6. Resumindo-a: o paradigma é, por um lado, o que liga os paradigmas de cada puzzle resolvido em laboratório, necessariamente fragmentário (“o problema resolvido é a unidade de base”, p. 231, eu subl.), aos dos outros puzzles, formando para o historiador uma unidade científica, sincrónica e diacrónica, digamos em categorias saussurianas (“uma unidade fundamental para o que estuda o desenvolvimento científico”, p. 31, eu subl.)[8]; por outro lado, é o que atrai e liga os diferentes cientistas dum laboratório, assim como os vários grupos de laboratórios e departamentos universitários duma dada geração e de várias gerações. Como é que o historiador pode saber se se trata ou não do mesmo paradigma? O critério será obviamente o das discussões entre cientistas e o seu alcance em relação aos puzzles, em que o que decide são as rupturas históricas, as revoluções científicas. O que implica uma das limitações desta abordagem do historiador: Kuhn coloca sistematicamente o paradigma ao nível da consciência que os cientistas têm dele, das suas convicções e crenças.
7. Telegraficamente e sem poder explicar aqui o que entendo por ‘gesto filosófico’, evocarei o paralelismo do gesto de Kuhn com dois gestos da fenomenologia.

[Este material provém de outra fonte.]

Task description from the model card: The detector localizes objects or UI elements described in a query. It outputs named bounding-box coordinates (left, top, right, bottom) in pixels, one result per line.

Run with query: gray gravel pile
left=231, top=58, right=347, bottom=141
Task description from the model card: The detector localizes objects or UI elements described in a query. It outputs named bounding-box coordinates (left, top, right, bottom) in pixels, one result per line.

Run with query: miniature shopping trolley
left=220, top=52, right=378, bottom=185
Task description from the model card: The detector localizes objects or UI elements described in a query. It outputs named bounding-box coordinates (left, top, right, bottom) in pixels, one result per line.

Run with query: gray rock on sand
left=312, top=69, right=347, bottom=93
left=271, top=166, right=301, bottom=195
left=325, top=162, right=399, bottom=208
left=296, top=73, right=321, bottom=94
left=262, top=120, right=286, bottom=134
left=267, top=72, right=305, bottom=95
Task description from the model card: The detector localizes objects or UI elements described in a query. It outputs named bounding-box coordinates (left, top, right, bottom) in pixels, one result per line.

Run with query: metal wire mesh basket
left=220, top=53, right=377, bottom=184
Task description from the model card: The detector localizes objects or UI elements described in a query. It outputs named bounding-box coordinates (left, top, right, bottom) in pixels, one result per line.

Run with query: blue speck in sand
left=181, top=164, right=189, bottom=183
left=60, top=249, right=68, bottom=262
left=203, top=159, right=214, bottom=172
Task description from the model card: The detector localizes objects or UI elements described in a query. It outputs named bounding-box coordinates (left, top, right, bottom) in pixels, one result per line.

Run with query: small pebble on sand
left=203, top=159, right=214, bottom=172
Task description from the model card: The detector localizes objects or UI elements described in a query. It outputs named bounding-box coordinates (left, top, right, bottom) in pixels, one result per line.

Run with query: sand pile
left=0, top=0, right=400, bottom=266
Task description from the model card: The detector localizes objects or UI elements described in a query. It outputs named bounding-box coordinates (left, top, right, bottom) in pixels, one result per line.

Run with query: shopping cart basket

Posta em paralelo com a intencionalidade husserliana, a maneira como Kuhn acede sem mais delongas aos puzzles como exercício científico permite pensar a ruptura que ele estabeleceu na história-epistemologia das ciências como o “retorno às próprias coisas” das ciências, ao seu próprio exercício laboratorial, e portanto a dessubstancialização da concepção de ciência[9]. E por outro lado, a maneira como ele se situa radicalmente como historiador, aquém da problemática epistemológica com origem cartesiana, é um gesto que até certo ponto pode ser posto em paralelo com um dos últimos textos de Husserl, A Origem da Geometria, que procura assentar “a possibilidade de qualquer coisa como uma história da ciência”(Derrida, 1962, p. 5).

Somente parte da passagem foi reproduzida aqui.